The U.S. Federal Communications Commission (FCC) is hoping to raise about US $15 billion in revenue from the leases. Already, $4.3 billion has been deposited by interested parties, according to Reuters. The auction will proceed throughout today, with two rounds of bidding, and continue through tomorrow, with three more rounds, and subsequent business days until the bidders stop. (The FCC reports that Round 1 has concluded with 731 bids valued at a gross of nearly $769 million.)
Interested parties in this auction consist of a myriad of communications firms, both large and small. The biggest deposit, $972.5 million, has been made by a joint venture formed by satellite TV providers DirecTV Group and EchoStar Communications, along with media conglomerate Liberty Media. It is followed closely by a group consisting of cable operators Comcast Corp. and Time Warner and wireless carrier Sprint Nextel Corp., with a downpayment of $637.7 million.

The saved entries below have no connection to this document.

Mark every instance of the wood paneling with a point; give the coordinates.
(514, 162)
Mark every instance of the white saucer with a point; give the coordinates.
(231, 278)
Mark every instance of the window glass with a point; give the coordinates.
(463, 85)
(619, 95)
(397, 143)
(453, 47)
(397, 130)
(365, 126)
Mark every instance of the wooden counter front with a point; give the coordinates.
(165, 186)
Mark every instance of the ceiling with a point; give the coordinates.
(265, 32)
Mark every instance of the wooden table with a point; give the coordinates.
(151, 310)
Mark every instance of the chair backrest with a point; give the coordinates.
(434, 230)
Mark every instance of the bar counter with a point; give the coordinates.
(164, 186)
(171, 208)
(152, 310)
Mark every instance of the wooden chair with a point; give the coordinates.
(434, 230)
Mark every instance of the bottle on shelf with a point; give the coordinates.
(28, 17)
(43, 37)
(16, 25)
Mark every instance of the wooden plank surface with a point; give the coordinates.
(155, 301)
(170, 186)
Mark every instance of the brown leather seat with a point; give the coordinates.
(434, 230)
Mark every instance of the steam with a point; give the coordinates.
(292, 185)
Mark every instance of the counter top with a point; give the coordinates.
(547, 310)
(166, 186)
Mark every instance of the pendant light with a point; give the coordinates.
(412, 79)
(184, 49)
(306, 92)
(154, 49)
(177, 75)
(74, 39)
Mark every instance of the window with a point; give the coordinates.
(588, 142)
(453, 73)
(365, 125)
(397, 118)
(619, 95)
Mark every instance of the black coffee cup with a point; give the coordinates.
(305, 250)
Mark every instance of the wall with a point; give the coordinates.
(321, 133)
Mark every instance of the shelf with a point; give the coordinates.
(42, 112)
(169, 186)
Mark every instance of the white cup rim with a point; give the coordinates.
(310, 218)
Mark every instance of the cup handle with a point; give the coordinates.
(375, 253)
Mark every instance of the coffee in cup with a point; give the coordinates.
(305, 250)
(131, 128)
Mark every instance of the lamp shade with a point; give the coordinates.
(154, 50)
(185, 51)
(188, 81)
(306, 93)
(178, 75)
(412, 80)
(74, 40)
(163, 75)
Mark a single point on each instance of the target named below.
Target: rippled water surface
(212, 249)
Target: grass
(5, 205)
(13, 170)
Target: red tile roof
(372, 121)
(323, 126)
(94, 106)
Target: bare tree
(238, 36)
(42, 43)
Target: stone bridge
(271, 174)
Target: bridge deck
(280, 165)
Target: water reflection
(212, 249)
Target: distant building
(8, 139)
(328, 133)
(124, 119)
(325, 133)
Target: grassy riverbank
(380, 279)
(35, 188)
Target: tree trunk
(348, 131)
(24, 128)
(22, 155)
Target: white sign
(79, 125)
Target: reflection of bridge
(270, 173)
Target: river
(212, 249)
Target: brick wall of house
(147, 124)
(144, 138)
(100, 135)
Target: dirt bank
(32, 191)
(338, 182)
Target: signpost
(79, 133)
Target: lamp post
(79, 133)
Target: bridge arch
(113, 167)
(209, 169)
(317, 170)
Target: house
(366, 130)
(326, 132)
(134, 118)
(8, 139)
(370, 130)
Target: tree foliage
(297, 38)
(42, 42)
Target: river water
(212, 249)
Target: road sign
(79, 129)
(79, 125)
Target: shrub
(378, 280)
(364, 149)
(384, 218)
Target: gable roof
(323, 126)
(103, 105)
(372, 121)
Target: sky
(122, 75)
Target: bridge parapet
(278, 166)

An analyst for investment house Bear Stearns wrote in a recent research note, "We are surprised with the strong interest from the satellite and cable companies." Insiders are apparently not sure what to make of the strong interest from the newcomers, which have disclosed no plans so far for the leases.
In a follow-up report by Reuters, the early frontrunner in the auction appears to be wireless carrier T-Mobile USA, a unit of Germany's Deutsche Telekom AG, which has bid a total of $437 million for 31 licenses. (T-Mobile may be using the current auction to boost its presence in large markets, such as the New York metro area, where it has less spectrum than the other national wireless carriers, according to analysts.)
In our new wireless age, the distinctions between who is a communications company and who is a services or a content one are becoming blurrier, so it might not be as important anymore to ask who your provider is as it is to ask how they are doing the job.